The Storytelling Problem

“We think in pictures. We remember in stories.”

Cindy Krum, Mobile Marketing: Finding Your Customers No Matter Where They Are

Thanks to the respiratory flu and plenty of over-the-counter medication, I’ve had an unplanned opportunity over the past two weeks to slow down and reflect on this blog. I used this time to really question what value I could deliver to you, the reader, through this blog. My big hairy audacious question, while under the influence of Dayquil, became: How could I move beyond “just another WordPress blog” to provide helpful content – content that would improve your day job – over the next 14 days?

In my fever-induced stupor I concluded that as an economist at heart, what I could bring to the table would be the discussion of production and consumption (my Twitter handle is @produceconsume) of the value created, delivered, and consumed through emerging media.

Emerging Media & The Market (IMC 619), as you’ll remember, is the focus of the fantastic class I am currently taking through West Virginia University’s Integrated Marketing Communication (IMC) Master’s program. In our first lesson, we learned that emerging media tactics are now key components of the IMC approach, complementing ongoing efforts by focusing on creating sustainable engagement that allows us to

1. Talk to & connect with consumers
2. Create conversation
3. Amplify the discussion
4. Stimulate sharing
5. Redirect negative comments
6. Drive brand recommendations

And in order to achieve this desired engagement, we have a menagerie of digital tools that we can pick and choose from to deliver the most important aspect of new media content – INFORMATION.

More times than not the discussion of emerging media centers on the latest and greatest techno tools. What are they? How do we access customers via these tools? How do consumers use them? What technology powers the tools? In fact, it’s very easy to become overwhelmed by or even lost in these conversations. Many panic fearing they can’t use them all or that they’ll use the wrong technology or that it will be outdated before they get the hang of it.

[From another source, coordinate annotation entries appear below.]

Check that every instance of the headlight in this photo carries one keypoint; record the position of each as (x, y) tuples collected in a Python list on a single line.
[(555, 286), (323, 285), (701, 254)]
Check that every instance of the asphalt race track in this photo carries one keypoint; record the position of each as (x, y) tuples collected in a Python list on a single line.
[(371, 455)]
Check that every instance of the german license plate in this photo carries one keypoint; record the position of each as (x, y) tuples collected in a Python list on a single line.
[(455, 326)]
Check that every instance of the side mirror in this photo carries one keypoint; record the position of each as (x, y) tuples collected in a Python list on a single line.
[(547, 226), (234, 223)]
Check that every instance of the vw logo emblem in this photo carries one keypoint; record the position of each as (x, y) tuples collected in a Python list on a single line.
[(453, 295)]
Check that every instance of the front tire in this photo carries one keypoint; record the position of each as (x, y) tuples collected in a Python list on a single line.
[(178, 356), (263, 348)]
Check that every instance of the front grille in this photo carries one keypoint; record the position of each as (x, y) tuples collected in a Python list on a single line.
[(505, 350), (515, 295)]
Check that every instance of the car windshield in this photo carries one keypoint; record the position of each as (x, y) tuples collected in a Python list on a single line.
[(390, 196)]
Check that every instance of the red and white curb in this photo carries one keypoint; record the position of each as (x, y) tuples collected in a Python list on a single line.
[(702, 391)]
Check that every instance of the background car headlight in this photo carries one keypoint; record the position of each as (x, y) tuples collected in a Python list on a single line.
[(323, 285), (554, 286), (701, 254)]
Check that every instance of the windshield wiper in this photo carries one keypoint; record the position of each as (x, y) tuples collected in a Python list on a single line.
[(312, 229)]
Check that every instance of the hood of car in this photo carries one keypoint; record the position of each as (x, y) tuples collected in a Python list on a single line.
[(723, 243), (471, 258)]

Granted these conversations are both exciting and equally full of anxiety and consequently receive quite a bit of press. How do we use smart phone apps to engage TV viewers on the second screen? How do we use gamification to impact health behavior? Or how do we use short films to tell incredibly gripping (and viral) stories? But the excitement can stop dead in its tracks if we don’t have a compelling story to tell and we *gasp* don’t know how to tell it.

And thus this becomes the focus of this post… the problem with storytelling, or perhaps, the storytelling problem.

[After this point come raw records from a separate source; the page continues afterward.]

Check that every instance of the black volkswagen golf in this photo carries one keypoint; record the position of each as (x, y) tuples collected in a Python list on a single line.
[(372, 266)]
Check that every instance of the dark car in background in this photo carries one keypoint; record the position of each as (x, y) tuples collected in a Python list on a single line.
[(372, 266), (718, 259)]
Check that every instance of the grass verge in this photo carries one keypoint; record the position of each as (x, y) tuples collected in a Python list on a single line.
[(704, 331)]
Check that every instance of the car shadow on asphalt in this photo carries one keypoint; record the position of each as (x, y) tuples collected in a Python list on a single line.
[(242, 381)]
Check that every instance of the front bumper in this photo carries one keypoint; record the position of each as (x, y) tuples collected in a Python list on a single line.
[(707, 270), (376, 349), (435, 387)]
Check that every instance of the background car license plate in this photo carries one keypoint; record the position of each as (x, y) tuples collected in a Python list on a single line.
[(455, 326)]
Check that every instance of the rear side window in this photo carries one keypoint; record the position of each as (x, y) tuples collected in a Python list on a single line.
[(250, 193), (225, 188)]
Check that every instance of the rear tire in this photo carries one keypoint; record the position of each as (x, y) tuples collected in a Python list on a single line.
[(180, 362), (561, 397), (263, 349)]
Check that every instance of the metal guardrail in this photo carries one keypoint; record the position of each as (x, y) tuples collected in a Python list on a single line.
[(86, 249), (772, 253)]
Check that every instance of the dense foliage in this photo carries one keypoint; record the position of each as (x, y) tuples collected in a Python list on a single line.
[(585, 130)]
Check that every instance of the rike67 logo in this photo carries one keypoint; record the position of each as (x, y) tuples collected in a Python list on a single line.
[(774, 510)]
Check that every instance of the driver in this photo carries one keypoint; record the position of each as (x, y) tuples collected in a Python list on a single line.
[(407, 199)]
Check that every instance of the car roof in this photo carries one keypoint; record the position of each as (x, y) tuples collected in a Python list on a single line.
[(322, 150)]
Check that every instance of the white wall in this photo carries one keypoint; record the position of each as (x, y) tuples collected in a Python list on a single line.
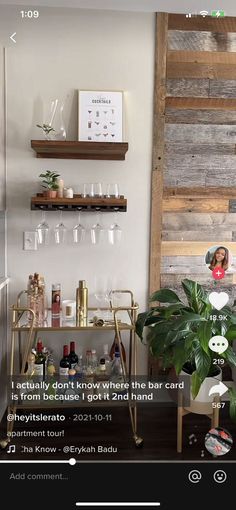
[(55, 57), (2, 131)]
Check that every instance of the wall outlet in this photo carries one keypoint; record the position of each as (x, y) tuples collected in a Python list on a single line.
[(30, 241)]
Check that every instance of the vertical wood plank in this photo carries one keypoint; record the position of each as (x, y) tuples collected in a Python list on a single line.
[(158, 150)]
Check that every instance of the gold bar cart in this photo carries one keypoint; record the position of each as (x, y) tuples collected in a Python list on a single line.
[(24, 321)]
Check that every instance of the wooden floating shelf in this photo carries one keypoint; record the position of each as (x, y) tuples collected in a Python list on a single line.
[(79, 150), (194, 192), (79, 203)]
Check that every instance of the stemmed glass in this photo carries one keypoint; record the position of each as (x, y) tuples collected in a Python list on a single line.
[(60, 231), (115, 232), (112, 190), (42, 230), (78, 232), (97, 230)]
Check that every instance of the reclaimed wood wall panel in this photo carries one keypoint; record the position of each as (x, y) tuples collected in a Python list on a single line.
[(195, 235), (196, 103), (193, 116), (195, 205), (201, 41), (197, 192), (223, 88), (193, 133), (207, 23), (189, 248), (198, 70), (158, 150), (174, 280), (198, 221), (201, 57), (204, 148), (183, 87), (190, 265)]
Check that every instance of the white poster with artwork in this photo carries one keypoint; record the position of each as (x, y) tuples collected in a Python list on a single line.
[(100, 116)]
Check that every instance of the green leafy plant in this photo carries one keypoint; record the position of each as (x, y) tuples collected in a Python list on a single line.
[(179, 333), (49, 180), (46, 128)]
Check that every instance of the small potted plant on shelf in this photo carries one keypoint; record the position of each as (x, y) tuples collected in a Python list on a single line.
[(50, 183), (47, 129), (179, 334)]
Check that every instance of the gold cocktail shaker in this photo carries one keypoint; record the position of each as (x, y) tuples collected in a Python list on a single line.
[(81, 304)]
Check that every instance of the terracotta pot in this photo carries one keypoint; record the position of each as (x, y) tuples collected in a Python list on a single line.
[(51, 193)]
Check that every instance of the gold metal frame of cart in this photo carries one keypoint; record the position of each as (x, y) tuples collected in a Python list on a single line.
[(32, 329)]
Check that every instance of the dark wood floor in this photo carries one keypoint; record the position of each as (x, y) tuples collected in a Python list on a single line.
[(156, 425)]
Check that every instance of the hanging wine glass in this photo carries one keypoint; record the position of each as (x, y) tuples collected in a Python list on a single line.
[(42, 230), (79, 232), (112, 190), (115, 232), (60, 231), (97, 231)]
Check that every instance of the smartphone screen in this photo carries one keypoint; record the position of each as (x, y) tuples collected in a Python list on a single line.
[(117, 254)]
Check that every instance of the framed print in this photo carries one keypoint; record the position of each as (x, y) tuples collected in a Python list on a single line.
[(100, 116)]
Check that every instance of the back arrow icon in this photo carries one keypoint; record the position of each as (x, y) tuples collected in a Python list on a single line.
[(12, 37)]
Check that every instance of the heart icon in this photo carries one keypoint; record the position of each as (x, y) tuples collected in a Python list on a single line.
[(218, 299)]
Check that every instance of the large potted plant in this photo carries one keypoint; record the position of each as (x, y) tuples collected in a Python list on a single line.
[(179, 333)]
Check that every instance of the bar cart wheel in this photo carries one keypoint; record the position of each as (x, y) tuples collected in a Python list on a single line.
[(138, 441)]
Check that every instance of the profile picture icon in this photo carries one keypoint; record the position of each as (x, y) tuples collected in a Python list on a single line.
[(218, 257), (218, 441)]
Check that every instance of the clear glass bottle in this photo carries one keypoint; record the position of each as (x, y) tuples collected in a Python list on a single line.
[(94, 360), (40, 361), (107, 357), (88, 363), (79, 366), (65, 362), (56, 300), (115, 347), (117, 375), (36, 299)]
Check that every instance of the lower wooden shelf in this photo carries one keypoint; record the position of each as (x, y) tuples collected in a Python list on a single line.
[(79, 203), (79, 150)]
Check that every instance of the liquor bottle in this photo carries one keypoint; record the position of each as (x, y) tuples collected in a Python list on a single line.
[(40, 360), (51, 391), (65, 362), (94, 360), (56, 300), (73, 356), (106, 357), (117, 375), (70, 391), (81, 303), (30, 363), (36, 299), (115, 347), (102, 379), (88, 360)]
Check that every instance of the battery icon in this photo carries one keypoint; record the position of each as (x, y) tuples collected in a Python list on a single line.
[(218, 14)]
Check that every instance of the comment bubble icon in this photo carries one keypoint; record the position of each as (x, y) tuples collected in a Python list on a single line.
[(218, 344)]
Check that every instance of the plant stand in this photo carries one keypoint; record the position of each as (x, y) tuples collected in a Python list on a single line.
[(181, 412)]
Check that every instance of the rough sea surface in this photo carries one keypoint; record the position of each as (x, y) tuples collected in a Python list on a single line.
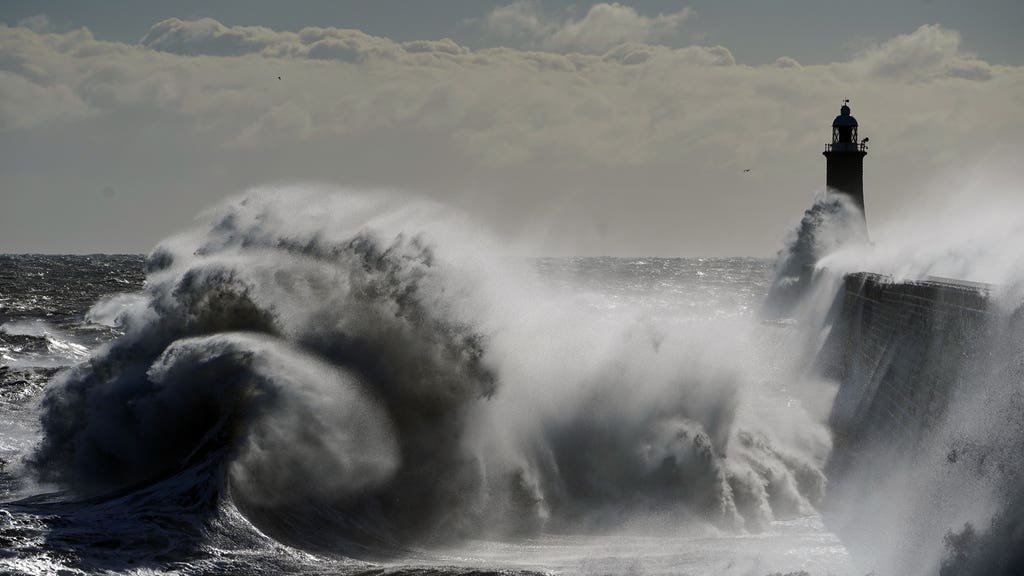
[(180, 521)]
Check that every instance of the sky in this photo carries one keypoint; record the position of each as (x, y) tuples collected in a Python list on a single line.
[(564, 127)]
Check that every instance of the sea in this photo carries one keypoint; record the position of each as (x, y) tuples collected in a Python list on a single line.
[(280, 392)]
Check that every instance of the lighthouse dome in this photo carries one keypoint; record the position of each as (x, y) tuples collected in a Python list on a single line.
[(844, 118)]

Held up at home with Kleenex in one hand and hand sanitizer in the other, I used my “down time” this past week to follow Social Media Week via Livestream and Twitter. For those of you unfamiliar with Social Media Week, #smw12 (the chosen 2012 global Twitter hashtag) describes its purpose as:

Reflecting the global impact of social media – and its role as a catalyst in driving cultural, economic, political and social change in developed and emerging markets – Social Media Week is one of the world’s most unique global platforms, offering a series of interconnected activities and conversations around the world on emerging trends in social and mobile media across all major industries.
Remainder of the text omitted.